Anyone who has stood under her mammoth branches has to admit the Angel Oak on Johns Island is pretty spectacular. Thought to be one of the oldest living things east of the Mississippi River, the Angel Oak has grown both up and out, standing 65 feet tall with a canopy that provides 17,000 square feet of shade.

Its limbs, the size of tree trunks themselves, are so large and heavy that some of them rest on the ground (some even drop underground for a few feet and then come back up), a feature common to only the very oldest live oaks. The Angel Oak has withstood hurricanes, floods and earthquakes and inspires people to protect her from the threat of development.

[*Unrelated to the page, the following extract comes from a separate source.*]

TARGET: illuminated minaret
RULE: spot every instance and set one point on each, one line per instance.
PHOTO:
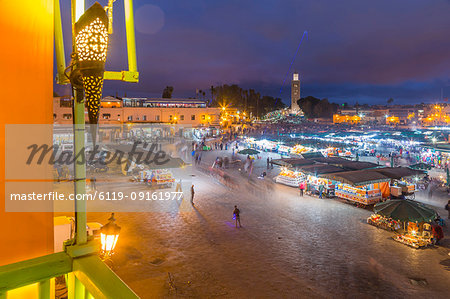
(295, 93)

Those activist efforts earlier this spring certainly attracted attention as people posed naked with the tree to raise awareness about a planned development to cut down 40 acres of forest surrounding the Angel Oak. Learn more about that project and attend a screening of “Charleston’s Angels” at 6:30 p.m. Thursday, Nov. 3 at the Terrace Theater hosted by The TreeSpirit Project and Save The Angel Oak. View the Charleston-based segment of the upcoming feature documentary, “Out On A Limb.” Meet the filmmakers and the TreeSpirit Project founder Jack Gescheidt.

Tickets are $20 in advance; $25 at the door. Purchase tickets online at SavetheAngelOak.org.

Just a note that we typically prefer our Park Angels wear clothes to work in the parks (hey, those rose bushes could really leave an uncomfortable scratch!).